Turizm, sanayileşme, enerji ve madencilik adına toplumsal maliyeti ve geri dönüşü olmayan zararları ısrarla vurgulamak, kamuoyuyla paylaşmak durumundayız. Termik santraller sadece enerji üretim geliri hesabıyla kurulamazlar. Bu tür büyük ölçekli kirletici tesislerin çevresel maliyetleri çok kez enerji getirisini aşabilmektedir. Bu tür tesislerde bütün girişimlere rağmen arıtma filtreleme gibi önlemlerin alınmadığı bilinmektedir. Bu durumda bölge insanının yaşamını tehdit eden bir işletmenin faaliyetlerinin sürmesi anlamlı mıdır sorusunu gündemde tutmak gerekir. Diğer yandan uluslararası turizme açılma iddiasında olan bir bölgede balık çiftlikleri kurulması, bölgede atık su ve katı atık sisteminin yeterli düzeyde hayata geçirilmemiş olması çelişkilerini ortaya koymak bu sorunların aşılmasına yönelik baskıyı sürdürmek durumundayız.

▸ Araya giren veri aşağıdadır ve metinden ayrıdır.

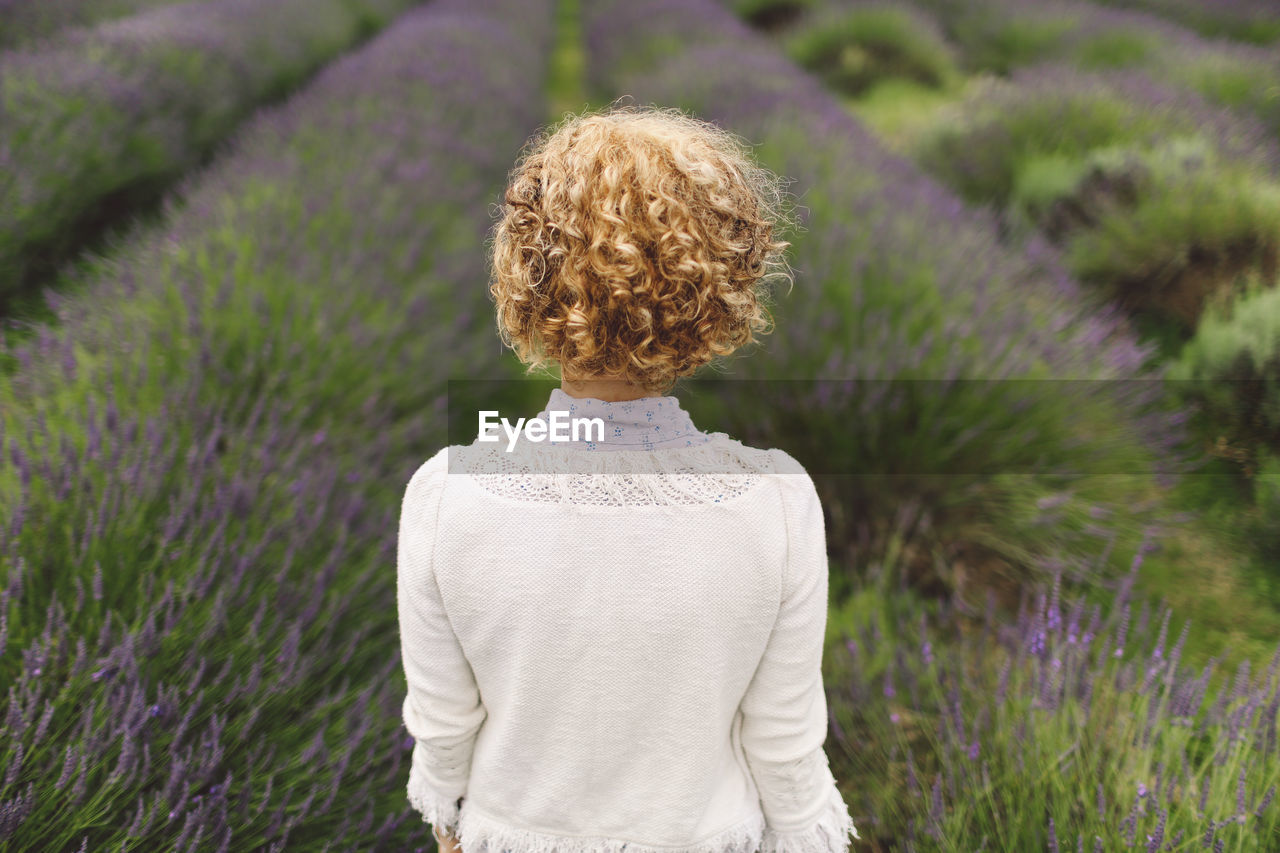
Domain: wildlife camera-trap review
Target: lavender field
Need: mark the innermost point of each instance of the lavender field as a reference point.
(1032, 359)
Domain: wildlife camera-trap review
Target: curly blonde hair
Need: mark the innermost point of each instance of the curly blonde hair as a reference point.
(635, 245)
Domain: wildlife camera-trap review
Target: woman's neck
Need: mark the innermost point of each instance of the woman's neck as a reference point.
(607, 389)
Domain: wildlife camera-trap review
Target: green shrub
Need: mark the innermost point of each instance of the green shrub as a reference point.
(853, 49)
(768, 14)
(1196, 226)
(1230, 370)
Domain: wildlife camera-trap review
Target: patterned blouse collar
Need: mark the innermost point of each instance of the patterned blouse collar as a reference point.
(648, 423)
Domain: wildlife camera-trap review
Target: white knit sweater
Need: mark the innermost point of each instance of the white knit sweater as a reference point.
(618, 651)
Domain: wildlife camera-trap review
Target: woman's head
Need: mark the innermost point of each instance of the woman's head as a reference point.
(635, 243)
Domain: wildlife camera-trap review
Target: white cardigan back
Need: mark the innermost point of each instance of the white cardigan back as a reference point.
(617, 651)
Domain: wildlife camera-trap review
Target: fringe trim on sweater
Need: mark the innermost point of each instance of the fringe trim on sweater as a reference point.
(438, 810)
(483, 834)
(830, 834)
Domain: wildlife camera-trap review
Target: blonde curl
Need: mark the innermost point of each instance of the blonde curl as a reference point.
(635, 243)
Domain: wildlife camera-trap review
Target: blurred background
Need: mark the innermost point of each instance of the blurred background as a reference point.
(1031, 357)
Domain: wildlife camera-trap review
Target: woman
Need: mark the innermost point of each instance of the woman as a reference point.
(615, 642)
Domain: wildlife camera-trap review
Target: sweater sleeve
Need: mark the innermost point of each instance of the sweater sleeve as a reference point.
(442, 711)
(785, 706)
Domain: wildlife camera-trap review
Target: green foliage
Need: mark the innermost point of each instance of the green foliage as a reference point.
(982, 146)
(1000, 42)
(1232, 369)
(771, 13)
(1115, 49)
(1192, 231)
(853, 49)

Yarımada‘ya yayılmış konutlar, büyük ölçekli içine kapalı turizm tesisleri, gerileyen tarımsal üretim, doğal kaynakları tehdit eden büyük ölçekli yatırımlar yerine daha mütevazı ama daha insanca bir yaşam mekanı olan bir Yarımada, dar bir kesimin tatil yeri yerine kalıcı bir yaşamın sürdüğü, özgünlüğü, değerleri ile anılan bir Bodrum istiyoruz. Bugüne kadar "sürdürülebilir turizm" sloganıyla yapılan planlama çalışmaları ve hazırlanan projelerin tamamı slogan düzeyinde kalmış, uygulamada alışılagelen sermaye merkezli ancak toplumsal faydası olmayan yatırımlar sürmüştür. Yarımada‘da özünde kendini geliştirebilen, yenileyen ve niteliği ön anılan, doğayla ve insanla barışık turizm proje ve uygulamaları görmek istiyoruz. Sektörel olarak sadece turizme bağımlı olmayan tarım, kültür, üretim ve eğitim sektörleriyle de ekonomik yaşamını sürdürebilen bir Yarımada görmek istiyoruz.

Sevgili Katılımcılar,

TMMOB adına bu sempozyumun oluşmasını sağlayan Düzenleme Kurulu üyelerine ve Sempozyum Yürütme Kurulu üyelerine, Sempozyum Sekreterine ve Danışmanlar Kurulu üyelerine, sempozyumun gerçekleşmesi için görev üstlenen birimlerimizin Yönetim Kurulu üyelerine ve çalışan arkadaşlarıma, İKK Sekreterimiz Semayi Yaman‘ın şahsında teşekkür ediyorum. Görüşlerini bildirileri ile bize iletecek olan uzmanlara ve bilim insanlarına teşekkür ediyorum.

TMMOB‘nin sözü, yaşama dairdir, insanımıza dairdir, geleceğimize dairdir ve aydınlık bir Türkiye içindir. Böyle algılanmamız gerekir.

Burada bulunmakla bize onur verdiniz, güven verdiniz, güç verdiniz, cesaret verdiniz. Hepinize teşekkür ediyorum."